Recently, a slew of investors, innovators, and entrepreneurs have flocked to the agricultural sector to use technology to solve a slew of problems.
Unfortunately, the industry has experienced an influx of people with nefarious objectives. Such people prey on the unwary through a variety of schemes, one of which is Ponzi Agriculture Investment Schemes (PAIS).
The essential points to look out for while investing in an agricultural plan are outlined below; following these points carefully will prevent you from falling prey to scammers.
Ensure there’s a physical location
It is vital to see the farm’s physical location, as mentioned on their website, before continuing to invest in any agricultural business. If you are unable to visit, find someone who can verify the farm’s location.
Farm addresses that are either non-existent or belong to other persons are listed on several bogus agricultural platforms.
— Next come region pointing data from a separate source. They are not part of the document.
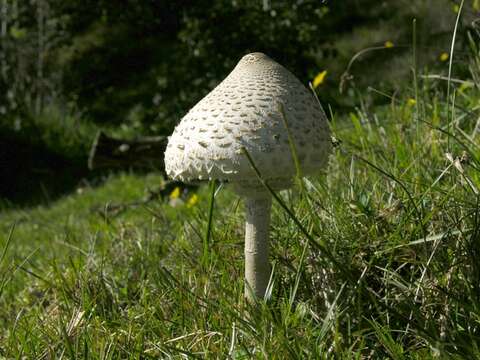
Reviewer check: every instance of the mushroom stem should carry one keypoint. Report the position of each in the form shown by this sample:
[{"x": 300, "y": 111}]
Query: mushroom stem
[{"x": 257, "y": 268}]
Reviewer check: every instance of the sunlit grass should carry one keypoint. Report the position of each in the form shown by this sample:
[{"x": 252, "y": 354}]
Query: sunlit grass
[{"x": 397, "y": 212}]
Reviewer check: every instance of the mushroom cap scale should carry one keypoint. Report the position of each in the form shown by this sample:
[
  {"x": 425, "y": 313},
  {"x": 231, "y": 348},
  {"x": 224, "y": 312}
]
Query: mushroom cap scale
[{"x": 243, "y": 111}]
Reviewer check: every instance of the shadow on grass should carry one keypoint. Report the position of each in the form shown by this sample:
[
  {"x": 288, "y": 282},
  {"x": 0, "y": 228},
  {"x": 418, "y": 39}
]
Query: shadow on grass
[{"x": 32, "y": 174}]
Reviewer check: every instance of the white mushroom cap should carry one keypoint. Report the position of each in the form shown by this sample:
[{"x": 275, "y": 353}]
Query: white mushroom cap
[{"x": 243, "y": 111}]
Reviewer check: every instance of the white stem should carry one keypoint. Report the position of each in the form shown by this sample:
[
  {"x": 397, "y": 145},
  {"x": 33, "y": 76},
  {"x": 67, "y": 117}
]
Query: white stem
[{"x": 257, "y": 268}]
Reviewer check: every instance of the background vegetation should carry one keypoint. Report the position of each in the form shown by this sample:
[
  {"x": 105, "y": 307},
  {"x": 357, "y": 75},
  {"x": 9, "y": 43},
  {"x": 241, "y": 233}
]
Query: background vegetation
[{"x": 93, "y": 265}]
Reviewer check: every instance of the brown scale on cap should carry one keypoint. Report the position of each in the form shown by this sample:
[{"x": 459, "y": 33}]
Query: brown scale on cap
[{"x": 243, "y": 111}]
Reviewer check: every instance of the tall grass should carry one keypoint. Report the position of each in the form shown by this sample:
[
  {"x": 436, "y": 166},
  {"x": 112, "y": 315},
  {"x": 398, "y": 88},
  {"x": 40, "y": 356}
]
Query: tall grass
[{"x": 396, "y": 218}]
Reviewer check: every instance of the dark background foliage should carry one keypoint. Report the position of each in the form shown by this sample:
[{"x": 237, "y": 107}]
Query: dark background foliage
[{"x": 68, "y": 68}]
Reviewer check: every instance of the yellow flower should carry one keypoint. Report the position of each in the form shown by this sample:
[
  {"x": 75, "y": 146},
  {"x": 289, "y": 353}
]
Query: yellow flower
[
  {"x": 175, "y": 194},
  {"x": 465, "y": 86},
  {"x": 319, "y": 79},
  {"x": 192, "y": 201},
  {"x": 388, "y": 44}
]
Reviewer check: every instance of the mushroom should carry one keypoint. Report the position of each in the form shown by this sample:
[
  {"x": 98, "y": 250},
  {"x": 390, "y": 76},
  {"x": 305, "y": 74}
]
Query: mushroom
[{"x": 242, "y": 115}]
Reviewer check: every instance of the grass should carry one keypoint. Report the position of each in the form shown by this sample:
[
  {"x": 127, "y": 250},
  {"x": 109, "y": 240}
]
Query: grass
[{"x": 398, "y": 217}]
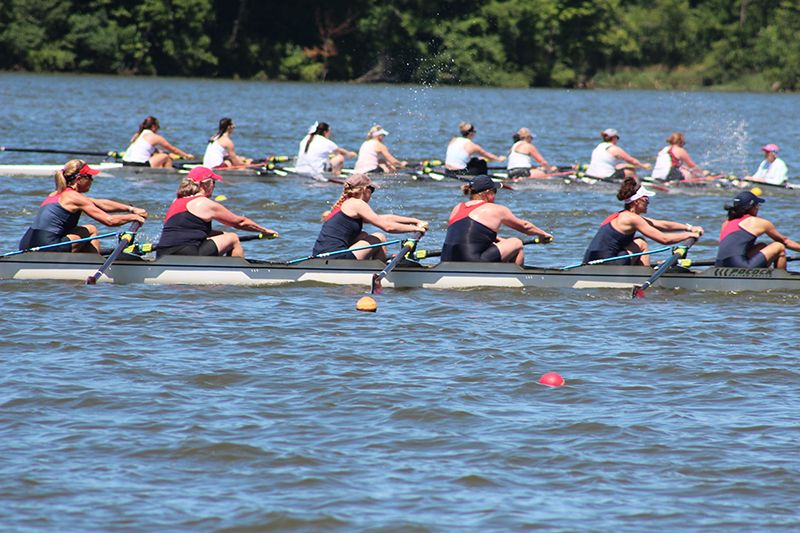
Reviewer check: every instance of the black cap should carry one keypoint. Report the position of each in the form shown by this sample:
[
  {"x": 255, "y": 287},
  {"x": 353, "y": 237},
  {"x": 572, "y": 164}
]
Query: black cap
[{"x": 746, "y": 200}]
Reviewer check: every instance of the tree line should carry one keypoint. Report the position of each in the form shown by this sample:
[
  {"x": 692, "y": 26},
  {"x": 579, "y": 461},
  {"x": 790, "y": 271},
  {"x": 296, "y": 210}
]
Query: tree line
[{"x": 510, "y": 43}]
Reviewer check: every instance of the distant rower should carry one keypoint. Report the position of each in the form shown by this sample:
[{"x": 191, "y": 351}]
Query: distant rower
[{"x": 220, "y": 152}]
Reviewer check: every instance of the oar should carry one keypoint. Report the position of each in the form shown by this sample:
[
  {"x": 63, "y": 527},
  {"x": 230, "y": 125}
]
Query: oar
[
  {"x": 124, "y": 241},
  {"x": 46, "y": 246},
  {"x": 281, "y": 171},
  {"x": 688, "y": 263},
  {"x": 338, "y": 252},
  {"x": 626, "y": 256},
  {"x": 544, "y": 176},
  {"x": 52, "y": 151},
  {"x": 423, "y": 254},
  {"x": 465, "y": 178},
  {"x": 680, "y": 251},
  {"x": 147, "y": 247},
  {"x": 376, "y": 278}
]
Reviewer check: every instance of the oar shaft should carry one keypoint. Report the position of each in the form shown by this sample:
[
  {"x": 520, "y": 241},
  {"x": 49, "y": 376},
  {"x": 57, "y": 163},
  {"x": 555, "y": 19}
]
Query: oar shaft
[
  {"x": 47, "y": 246},
  {"x": 124, "y": 241},
  {"x": 53, "y": 151},
  {"x": 680, "y": 251},
  {"x": 423, "y": 254},
  {"x": 339, "y": 252},
  {"x": 626, "y": 256}
]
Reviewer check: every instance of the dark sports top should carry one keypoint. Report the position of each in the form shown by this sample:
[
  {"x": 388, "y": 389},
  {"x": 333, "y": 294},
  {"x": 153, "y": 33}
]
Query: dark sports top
[
  {"x": 339, "y": 232},
  {"x": 469, "y": 240},
  {"x": 608, "y": 242},
  {"x": 53, "y": 218},
  {"x": 734, "y": 242},
  {"x": 181, "y": 228}
]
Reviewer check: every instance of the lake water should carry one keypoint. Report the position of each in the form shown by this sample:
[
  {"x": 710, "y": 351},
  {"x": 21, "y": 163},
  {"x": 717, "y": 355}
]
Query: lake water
[{"x": 225, "y": 409}]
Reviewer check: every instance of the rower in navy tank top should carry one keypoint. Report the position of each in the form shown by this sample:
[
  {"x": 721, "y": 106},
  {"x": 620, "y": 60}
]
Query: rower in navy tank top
[
  {"x": 737, "y": 240},
  {"x": 472, "y": 232},
  {"x": 616, "y": 237},
  {"x": 342, "y": 230},
  {"x": 187, "y": 227},
  {"x": 59, "y": 215}
]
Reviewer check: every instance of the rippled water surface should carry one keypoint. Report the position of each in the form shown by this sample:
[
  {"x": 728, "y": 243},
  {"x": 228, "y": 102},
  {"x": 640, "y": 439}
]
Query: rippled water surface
[{"x": 139, "y": 408}]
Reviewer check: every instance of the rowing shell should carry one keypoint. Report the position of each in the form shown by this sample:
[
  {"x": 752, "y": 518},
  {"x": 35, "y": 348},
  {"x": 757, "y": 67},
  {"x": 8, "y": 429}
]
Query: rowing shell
[{"x": 236, "y": 271}]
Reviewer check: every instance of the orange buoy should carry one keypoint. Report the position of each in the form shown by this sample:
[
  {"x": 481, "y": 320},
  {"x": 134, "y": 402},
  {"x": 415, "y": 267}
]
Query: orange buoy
[
  {"x": 367, "y": 304},
  {"x": 551, "y": 379}
]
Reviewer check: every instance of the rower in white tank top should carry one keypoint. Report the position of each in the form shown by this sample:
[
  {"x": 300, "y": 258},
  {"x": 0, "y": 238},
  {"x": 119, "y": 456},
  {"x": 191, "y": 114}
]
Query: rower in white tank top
[
  {"x": 215, "y": 154},
  {"x": 457, "y": 157},
  {"x": 518, "y": 160},
  {"x": 140, "y": 151}
]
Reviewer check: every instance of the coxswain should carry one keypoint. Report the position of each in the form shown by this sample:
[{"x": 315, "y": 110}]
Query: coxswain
[
  {"x": 464, "y": 156},
  {"x": 609, "y": 161},
  {"x": 220, "y": 152},
  {"x": 147, "y": 145}
]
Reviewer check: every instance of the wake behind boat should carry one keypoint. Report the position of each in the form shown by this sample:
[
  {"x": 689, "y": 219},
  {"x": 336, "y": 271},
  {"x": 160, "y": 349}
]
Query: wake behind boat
[{"x": 187, "y": 270}]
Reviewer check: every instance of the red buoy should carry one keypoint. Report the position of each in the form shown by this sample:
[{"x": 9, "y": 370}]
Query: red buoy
[{"x": 551, "y": 379}]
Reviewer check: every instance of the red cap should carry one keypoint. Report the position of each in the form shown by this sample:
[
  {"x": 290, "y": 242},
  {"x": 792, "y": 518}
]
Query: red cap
[
  {"x": 86, "y": 170},
  {"x": 198, "y": 174}
]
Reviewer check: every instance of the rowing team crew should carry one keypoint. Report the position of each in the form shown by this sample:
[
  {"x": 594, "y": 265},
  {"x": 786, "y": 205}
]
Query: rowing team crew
[
  {"x": 471, "y": 234},
  {"x": 318, "y": 154}
]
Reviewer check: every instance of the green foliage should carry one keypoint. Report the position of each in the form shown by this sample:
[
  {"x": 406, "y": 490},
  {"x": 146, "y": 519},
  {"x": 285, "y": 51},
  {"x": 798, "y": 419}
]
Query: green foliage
[{"x": 513, "y": 43}]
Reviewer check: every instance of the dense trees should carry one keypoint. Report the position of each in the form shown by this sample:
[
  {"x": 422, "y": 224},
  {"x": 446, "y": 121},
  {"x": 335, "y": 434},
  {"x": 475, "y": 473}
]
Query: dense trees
[{"x": 557, "y": 43}]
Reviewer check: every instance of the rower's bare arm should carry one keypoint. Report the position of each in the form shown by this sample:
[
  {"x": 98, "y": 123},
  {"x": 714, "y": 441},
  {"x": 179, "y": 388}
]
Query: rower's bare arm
[
  {"x": 648, "y": 228},
  {"x": 523, "y": 226},
  {"x": 89, "y": 206}
]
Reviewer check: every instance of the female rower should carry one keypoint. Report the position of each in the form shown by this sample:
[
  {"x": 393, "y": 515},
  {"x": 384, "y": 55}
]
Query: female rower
[
  {"x": 374, "y": 157},
  {"x": 220, "y": 152},
  {"x": 737, "y": 246},
  {"x": 610, "y": 161},
  {"x": 462, "y": 151},
  {"x": 772, "y": 170},
  {"x": 671, "y": 158},
  {"x": 58, "y": 216},
  {"x": 472, "y": 233},
  {"x": 343, "y": 225},
  {"x": 316, "y": 150},
  {"x": 617, "y": 233},
  {"x": 187, "y": 228},
  {"x": 523, "y": 154},
  {"x": 146, "y": 147}
]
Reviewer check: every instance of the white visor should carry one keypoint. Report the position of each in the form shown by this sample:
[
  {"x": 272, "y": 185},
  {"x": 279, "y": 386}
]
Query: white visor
[{"x": 639, "y": 194}]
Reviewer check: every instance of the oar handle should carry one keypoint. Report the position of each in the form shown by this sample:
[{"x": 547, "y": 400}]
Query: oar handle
[
  {"x": 423, "y": 254},
  {"x": 680, "y": 251},
  {"x": 376, "y": 278},
  {"x": 124, "y": 240},
  {"x": 52, "y": 151}
]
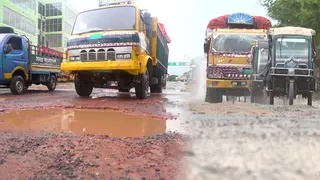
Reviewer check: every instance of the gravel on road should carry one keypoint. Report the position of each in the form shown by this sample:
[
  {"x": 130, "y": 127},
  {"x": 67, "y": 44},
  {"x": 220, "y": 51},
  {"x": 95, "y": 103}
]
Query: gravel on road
[{"x": 249, "y": 141}]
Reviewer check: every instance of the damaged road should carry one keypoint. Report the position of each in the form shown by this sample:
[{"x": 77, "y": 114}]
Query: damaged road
[
  {"x": 57, "y": 135},
  {"x": 248, "y": 141}
]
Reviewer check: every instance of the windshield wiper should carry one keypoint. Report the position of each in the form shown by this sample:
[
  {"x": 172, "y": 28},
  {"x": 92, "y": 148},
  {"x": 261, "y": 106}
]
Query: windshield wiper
[{"x": 95, "y": 30}]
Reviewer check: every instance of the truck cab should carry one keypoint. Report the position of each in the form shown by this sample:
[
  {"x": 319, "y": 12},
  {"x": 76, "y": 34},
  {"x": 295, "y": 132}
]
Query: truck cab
[
  {"x": 228, "y": 41},
  {"x": 131, "y": 50},
  {"x": 22, "y": 64}
]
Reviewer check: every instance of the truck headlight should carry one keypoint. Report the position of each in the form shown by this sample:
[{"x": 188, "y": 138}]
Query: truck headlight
[
  {"x": 123, "y": 56},
  {"x": 74, "y": 58}
]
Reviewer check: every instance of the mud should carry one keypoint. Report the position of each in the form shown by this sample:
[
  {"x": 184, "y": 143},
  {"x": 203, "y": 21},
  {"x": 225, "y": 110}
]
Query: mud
[
  {"x": 52, "y": 156},
  {"x": 57, "y": 135}
]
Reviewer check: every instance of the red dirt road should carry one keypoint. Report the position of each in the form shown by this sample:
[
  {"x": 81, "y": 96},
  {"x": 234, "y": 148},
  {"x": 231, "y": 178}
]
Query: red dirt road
[{"x": 36, "y": 154}]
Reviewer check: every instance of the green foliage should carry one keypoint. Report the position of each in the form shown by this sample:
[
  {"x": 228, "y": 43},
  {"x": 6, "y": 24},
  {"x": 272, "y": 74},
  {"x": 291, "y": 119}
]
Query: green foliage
[{"x": 303, "y": 13}]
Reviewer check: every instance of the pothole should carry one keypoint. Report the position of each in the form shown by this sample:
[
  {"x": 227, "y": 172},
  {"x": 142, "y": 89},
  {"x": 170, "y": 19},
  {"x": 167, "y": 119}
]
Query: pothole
[{"x": 112, "y": 123}]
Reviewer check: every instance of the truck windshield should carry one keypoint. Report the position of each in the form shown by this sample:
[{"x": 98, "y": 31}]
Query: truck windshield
[
  {"x": 235, "y": 42},
  {"x": 288, "y": 47},
  {"x": 107, "y": 19}
]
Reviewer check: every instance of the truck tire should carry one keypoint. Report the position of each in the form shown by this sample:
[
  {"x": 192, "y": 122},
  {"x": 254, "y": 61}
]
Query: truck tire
[
  {"x": 310, "y": 98},
  {"x": 123, "y": 90},
  {"x": 142, "y": 87},
  {"x": 52, "y": 83},
  {"x": 83, "y": 89},
  {"x": 214, "y": 95},
  {"x": 17, "y": 86},
  {"x": 157, "y": 88},
  {"x": 6, "y": 30}
]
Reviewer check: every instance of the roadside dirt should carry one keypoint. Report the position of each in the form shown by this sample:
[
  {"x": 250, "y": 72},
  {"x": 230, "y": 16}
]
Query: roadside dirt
[
  {"x": 31, "y": 155},
  {"x": 39, "y": 139}
]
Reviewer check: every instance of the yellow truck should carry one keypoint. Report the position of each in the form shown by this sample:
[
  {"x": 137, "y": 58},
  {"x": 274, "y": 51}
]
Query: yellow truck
[
  {"x": 118, "y": 46},
  {"x": 227, "y": 47}
]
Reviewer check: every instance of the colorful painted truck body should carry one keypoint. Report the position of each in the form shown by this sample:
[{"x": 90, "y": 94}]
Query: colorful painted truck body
[
  {"x": 22, "y": 64},
  {"x": 130, "y": 50},
  {"x": 227, "y": 46}
]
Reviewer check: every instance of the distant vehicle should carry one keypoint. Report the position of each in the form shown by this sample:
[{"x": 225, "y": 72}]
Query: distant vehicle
[
  {"x": 22, "y": 64},
  {"x": 227, "y": 46},
  {"x": 291, "y": 70},
  {"x": 118, "y": 42}
]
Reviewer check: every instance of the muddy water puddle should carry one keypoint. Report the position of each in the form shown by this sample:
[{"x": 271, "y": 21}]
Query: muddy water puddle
[{"x": 112, "y": 123}]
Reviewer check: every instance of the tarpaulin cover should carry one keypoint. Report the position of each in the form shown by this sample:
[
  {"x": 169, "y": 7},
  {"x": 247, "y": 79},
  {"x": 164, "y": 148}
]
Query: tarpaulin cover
[
  {"x": 262, "y": 22},
  {"x": 164, "y": 32}
]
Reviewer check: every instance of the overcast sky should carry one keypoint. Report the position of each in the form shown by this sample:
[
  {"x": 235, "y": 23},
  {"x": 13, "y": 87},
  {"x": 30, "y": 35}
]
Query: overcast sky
[{"x": 186, "y": 21}]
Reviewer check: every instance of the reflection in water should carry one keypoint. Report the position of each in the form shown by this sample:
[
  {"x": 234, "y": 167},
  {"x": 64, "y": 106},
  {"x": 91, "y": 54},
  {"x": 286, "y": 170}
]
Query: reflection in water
[{"x": 115, "y": 124}]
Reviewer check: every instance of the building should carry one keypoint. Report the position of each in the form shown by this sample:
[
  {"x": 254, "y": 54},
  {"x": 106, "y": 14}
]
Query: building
[{"x": 44, "y": 22}]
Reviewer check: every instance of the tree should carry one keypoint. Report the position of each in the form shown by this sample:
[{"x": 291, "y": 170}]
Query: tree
[{"x": 303, "y": 13}]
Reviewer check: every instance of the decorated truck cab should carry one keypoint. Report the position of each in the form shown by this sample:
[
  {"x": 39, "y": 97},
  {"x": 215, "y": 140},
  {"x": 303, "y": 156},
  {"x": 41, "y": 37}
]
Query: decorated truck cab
[
  {"x": 227, "y": 46},
  {"x": 118, "y": 46}
]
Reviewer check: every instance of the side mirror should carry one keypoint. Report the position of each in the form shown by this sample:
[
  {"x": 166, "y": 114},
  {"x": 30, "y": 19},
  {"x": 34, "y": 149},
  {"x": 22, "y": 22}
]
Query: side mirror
[
  {"x": 206, "y": 47},
  {"x": 7, "y": 49}
]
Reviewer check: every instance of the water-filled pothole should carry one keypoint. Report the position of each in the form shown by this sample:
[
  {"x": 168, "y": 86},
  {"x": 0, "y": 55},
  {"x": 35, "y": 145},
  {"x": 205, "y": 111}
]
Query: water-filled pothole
[{"x": 114, "y": 124}]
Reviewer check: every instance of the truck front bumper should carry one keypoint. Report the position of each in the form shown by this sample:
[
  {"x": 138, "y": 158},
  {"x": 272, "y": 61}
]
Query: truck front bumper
[
  {"x": 227, "y": 84},
  {"x": 100, "y": 65}
]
By going to their indicated locations, you will be able to ascertain their genuiness to a reasonable extent.
Look out for contradictions in the scheme
Every company is controlled and operated by a group or an individual. To assess the trustworthiness of the individual or directors of the company, a background check should be conducted.
If the team does not expressly tag themselves to the investing platform or does not have reliable or traceable digital details.
Unrealistic Return On Investment (ROI)
The first question to consider when it comes to returns is how they are computed. Is it paid on a per-product-cycle or per-year basis?
Keep in mind that the majority of agricultural investment scams offer exorbitant rates to entice people to engage in their platforms.
As a result, examine current market rates and compare them to what you’re being given. The best bet here is to hire an investing specialist and request a cost–volume–profit analysis (CVP) to see whether the stated return on investment is realistic.
Is it covered by insurance?
Most agricultural product is perishable and farming cycles can be disrupted by weather or other factors, it’s critical that the program is insured.
Also, contact the insurance provider to determine the type and scope of coverage for the farm. Is the insurance covering the crops, the equipment, the cattle, or all three?
Most premiums do not cover the ROI, so if something unfortunate happens, you will not receive your estimated returns until the farm resumes operations.
Double-check Accreditations and Partnerships
The company should be properly licensed and registered with the Corporate Affairs Commission and its paperwork should be current.
Accreditation from the Securities and Exchange Commission and NAFDAC is also beneficial. If any or all of these are absent, you should not proceed.
Evaluate partnerships such as extension telecom operators (agencies that provide guidance and information to boost output), raw material suppliers, and off-takers (those that buy off harvests or farm commodities).